Setelah lulus SPMA dia bekerja di perkebunan di Labuhan Batu. Ayahku menyuruh pulang, karena dia dipersiapkan menggantikan ayahku bertani. Sebab menurut ayahku tidak mungkin saya tidak kuliah. Entah apa pertimbangan ayah kami memilihnya bertani. Dia diminta pulang dengan fasilitas sepeda motor GL 125 tahun 1990. Lebih enak di kampung karena diberi fasilitas sepeda motor yang cukup keren ketika itu.
Tahun 90-an adalah masa transisi. Ayah kami sudah mulai tua, sementara aku akan memulai kuliah. Ayah kami membuat spekulasi. Ayah kami menjual kerbau untuk modal menanam jahe. Sebab tanaman jahe ketika itu sangat mahal. Saya ingat, bibit jahe ketika itu Rp 9000/kg. Ayah kami menjual puluhan kerbau untuk modal menanam jahe.
Tanaman jahe tumbuh sukses. Kualitasnya sangat bagus, tetapi harganya jatuh. Hanya Rp 250/kg. Kami sedih. Harga Rp 250/kg tidak cukup untuk biaya panen saja. Ayah kami sedih. Padahal, maksud ayahku adalah dana dari panen jahe akan disimpan di bank untuk biaya kuliahku.
Fluktuasi harga di petani menjadi hal yang tragis. Tidak ada kepastian harga bagi petani. Petani tidak memiliki harapan ketika itu. Mereka bertani hanya mengadu nasib. Perubahan harga menghitung hari. Petani harap-harap cemas setiap saat.
Lain halnya dengan Panggabean Manurung. Panggabean Manurung bisa mengatasi fluktuasi harga dengan caranya sendiri. Ketika harga jahe turun drastis, dia menjadikan jahe itu bibit. Dengan demikian hitung ekonominya tidak menghitung harga bibit. Dia terus menerus menanam jahe. Dengan cara ini dia bertemu harga murah dan harga mahal. Cara inilah yang dia tempuh untuk keberlanjutan pertaniannya. Banyak petani mundur dan patah semangat karena fluktuasi harga.
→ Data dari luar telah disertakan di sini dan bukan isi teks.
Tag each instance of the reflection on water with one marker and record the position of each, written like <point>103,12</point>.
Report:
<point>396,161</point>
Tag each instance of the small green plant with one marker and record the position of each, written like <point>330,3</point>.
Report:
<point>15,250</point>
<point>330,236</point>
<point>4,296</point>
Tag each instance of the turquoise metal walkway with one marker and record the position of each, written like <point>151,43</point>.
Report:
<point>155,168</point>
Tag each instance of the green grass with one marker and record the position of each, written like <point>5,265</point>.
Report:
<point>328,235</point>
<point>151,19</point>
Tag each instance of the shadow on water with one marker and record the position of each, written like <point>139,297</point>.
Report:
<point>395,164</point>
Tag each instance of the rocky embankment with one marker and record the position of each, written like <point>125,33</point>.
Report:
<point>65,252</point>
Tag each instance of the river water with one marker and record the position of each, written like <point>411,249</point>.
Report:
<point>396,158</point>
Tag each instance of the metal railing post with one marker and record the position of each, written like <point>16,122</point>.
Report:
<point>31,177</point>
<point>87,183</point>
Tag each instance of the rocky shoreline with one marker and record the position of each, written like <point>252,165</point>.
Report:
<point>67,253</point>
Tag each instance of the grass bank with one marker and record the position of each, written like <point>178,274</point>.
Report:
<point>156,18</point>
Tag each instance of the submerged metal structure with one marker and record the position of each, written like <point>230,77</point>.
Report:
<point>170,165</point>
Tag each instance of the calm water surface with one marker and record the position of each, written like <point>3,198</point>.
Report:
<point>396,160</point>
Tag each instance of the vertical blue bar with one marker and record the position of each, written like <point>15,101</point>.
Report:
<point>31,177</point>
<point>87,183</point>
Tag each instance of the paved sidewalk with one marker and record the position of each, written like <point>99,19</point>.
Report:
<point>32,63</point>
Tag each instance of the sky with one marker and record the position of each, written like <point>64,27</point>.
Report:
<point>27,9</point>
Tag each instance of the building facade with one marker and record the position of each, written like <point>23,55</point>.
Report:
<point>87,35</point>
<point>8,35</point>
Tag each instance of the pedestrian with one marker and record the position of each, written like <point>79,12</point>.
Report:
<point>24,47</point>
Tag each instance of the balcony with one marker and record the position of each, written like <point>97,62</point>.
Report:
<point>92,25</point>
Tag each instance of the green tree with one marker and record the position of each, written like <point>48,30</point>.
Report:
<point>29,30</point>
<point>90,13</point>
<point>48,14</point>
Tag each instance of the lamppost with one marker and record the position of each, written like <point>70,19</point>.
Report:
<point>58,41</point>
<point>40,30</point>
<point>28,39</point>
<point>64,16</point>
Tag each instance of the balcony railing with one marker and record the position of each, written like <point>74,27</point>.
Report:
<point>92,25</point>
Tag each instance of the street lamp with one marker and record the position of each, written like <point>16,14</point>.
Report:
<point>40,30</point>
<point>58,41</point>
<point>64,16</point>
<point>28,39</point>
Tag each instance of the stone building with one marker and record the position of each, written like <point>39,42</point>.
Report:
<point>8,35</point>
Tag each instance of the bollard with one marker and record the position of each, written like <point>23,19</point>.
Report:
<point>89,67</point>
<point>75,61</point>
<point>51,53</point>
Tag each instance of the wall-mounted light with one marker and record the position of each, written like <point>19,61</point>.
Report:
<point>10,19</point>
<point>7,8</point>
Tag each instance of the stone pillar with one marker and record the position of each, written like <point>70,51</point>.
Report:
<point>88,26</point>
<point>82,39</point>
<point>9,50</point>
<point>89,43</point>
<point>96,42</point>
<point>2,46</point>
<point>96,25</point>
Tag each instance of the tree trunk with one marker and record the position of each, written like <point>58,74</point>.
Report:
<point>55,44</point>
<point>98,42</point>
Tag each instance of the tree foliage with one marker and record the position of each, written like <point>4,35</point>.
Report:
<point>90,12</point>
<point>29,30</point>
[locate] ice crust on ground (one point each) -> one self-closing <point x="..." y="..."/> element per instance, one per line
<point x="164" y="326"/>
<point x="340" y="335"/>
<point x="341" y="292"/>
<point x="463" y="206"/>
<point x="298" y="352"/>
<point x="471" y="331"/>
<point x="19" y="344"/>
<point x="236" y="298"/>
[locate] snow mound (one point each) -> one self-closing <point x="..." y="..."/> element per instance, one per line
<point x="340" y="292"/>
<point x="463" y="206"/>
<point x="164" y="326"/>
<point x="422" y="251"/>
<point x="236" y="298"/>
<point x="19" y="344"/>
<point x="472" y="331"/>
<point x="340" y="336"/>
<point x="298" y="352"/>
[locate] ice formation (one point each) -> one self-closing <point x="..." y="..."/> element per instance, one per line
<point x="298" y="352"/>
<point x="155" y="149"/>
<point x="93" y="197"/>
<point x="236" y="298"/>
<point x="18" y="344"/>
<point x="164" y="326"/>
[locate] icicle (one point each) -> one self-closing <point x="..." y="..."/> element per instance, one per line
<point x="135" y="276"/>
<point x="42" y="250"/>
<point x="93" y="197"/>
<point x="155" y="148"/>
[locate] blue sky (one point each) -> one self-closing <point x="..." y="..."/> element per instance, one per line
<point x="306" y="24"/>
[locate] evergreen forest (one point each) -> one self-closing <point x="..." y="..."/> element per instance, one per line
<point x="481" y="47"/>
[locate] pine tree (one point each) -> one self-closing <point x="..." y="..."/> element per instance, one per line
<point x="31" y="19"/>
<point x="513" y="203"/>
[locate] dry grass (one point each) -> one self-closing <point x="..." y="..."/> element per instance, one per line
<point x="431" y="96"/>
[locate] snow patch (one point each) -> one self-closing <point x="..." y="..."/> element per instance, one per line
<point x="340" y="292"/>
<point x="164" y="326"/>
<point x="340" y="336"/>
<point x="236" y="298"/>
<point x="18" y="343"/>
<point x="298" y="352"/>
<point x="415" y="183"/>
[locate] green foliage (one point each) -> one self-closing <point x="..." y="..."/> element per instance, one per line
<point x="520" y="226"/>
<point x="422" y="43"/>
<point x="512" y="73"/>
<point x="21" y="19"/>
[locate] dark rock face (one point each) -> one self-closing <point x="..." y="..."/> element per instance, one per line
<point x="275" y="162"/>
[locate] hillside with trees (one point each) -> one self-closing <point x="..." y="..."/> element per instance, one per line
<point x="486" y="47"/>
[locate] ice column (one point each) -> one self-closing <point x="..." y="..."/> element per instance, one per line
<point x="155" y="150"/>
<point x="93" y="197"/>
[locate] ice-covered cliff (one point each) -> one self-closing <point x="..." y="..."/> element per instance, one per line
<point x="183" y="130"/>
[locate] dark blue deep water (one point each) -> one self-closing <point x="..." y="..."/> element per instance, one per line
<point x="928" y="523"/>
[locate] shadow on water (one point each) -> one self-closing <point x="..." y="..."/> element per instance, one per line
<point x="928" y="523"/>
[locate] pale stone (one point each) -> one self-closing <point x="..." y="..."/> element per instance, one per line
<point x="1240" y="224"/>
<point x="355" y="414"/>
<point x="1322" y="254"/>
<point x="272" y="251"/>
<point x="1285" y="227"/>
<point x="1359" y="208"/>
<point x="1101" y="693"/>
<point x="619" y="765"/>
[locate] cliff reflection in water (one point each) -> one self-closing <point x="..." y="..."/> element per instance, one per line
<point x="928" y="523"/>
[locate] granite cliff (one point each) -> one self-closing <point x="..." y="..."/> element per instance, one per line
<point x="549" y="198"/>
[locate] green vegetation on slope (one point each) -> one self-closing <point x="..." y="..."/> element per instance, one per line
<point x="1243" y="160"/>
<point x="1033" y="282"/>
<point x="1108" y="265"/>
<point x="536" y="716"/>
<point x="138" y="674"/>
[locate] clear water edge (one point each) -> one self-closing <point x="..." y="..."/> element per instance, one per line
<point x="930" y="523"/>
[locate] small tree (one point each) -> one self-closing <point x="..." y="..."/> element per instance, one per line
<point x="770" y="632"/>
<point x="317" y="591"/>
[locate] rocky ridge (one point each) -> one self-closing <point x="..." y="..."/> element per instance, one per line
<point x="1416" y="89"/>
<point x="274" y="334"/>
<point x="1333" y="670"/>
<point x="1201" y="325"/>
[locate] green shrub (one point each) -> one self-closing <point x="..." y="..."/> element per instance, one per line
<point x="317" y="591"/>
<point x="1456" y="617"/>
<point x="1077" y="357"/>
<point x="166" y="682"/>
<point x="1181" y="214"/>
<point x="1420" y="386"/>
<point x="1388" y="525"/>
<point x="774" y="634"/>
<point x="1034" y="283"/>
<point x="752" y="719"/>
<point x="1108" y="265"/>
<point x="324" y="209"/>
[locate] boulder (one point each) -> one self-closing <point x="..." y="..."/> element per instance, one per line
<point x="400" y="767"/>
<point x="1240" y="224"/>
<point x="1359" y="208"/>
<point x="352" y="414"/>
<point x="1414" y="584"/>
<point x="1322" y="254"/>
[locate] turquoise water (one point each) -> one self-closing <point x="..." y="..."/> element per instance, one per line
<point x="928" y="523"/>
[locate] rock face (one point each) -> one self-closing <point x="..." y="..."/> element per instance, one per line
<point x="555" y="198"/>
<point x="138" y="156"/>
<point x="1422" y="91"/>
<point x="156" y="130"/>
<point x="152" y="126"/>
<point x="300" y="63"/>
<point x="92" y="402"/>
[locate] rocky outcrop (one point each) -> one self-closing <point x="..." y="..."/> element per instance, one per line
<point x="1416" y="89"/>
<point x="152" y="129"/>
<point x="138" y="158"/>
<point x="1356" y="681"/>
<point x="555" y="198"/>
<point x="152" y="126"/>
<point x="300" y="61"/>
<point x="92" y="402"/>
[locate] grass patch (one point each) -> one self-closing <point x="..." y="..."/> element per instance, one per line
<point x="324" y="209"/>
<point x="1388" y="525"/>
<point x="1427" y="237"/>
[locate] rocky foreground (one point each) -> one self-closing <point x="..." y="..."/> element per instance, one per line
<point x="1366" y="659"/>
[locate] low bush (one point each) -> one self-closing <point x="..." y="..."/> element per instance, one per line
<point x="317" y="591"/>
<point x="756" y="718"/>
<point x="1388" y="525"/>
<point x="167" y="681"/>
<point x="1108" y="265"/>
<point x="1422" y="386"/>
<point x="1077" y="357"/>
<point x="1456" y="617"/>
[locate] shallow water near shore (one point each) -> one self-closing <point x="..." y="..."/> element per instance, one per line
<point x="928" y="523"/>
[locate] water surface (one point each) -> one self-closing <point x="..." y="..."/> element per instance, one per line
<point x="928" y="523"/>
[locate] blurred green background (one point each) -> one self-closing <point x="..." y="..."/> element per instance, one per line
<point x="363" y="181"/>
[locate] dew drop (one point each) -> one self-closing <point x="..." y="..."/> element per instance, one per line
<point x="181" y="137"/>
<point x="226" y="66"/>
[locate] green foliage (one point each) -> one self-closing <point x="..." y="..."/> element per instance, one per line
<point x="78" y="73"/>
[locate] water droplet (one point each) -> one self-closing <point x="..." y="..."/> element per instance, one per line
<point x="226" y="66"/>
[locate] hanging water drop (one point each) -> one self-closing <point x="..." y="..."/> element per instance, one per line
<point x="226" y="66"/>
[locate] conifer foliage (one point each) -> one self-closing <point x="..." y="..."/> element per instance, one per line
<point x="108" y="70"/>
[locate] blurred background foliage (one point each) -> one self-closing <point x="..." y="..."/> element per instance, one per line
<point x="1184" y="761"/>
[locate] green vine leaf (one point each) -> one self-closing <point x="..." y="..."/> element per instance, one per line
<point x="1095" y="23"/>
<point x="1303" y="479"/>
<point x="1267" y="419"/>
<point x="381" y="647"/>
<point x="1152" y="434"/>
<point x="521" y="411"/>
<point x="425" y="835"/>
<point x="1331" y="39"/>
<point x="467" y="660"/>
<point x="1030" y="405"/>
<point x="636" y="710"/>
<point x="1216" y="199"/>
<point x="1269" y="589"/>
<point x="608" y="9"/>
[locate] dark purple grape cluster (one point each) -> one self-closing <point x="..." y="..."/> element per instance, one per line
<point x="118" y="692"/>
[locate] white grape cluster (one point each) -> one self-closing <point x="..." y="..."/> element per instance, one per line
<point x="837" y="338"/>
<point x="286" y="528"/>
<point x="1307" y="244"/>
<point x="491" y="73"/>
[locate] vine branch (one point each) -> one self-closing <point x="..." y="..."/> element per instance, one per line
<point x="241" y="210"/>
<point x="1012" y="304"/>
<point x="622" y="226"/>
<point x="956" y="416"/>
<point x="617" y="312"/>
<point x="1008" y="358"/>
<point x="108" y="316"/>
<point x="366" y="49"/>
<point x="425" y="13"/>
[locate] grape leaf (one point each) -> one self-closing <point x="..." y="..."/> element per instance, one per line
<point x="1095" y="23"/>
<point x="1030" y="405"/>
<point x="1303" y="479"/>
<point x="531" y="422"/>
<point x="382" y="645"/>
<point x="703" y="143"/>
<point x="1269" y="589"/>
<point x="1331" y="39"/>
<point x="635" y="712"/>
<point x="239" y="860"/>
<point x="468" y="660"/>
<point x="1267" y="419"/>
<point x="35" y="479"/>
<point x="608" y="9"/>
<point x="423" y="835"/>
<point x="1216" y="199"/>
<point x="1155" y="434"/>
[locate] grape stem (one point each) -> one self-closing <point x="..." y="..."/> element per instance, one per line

Kegigihan dan strategi bertani membuatnya mampu menyekolahkan anaknya tanpa mengalami kesulitan. Anaknya yang pertama telah lulus dari IPB Bogor, yang kedua lulus dari USU. Anak ketiga setelah tamat SMA memilih menjadi petani karena senang sekali bertani. Anak keempat kuliah di USU dan anak kelima serta ke enam masih SMA. Tidak sulit baginya menyekolahkan anak-anaknya hingga ke Perguruan Tinggi.
Selain rajin bertani, pernah dua periode sebagai Kepala Desa. Dia ingin petani di desa kami Nalela bisa mengatasi persoalannya sendiri. Persoalan petani bisa diatasi petani itu sendiri. Persoalan itu lebih cepat lagi diatasi jika didukung kebijakan pemerintah pusat, provinsi dan kabupaten.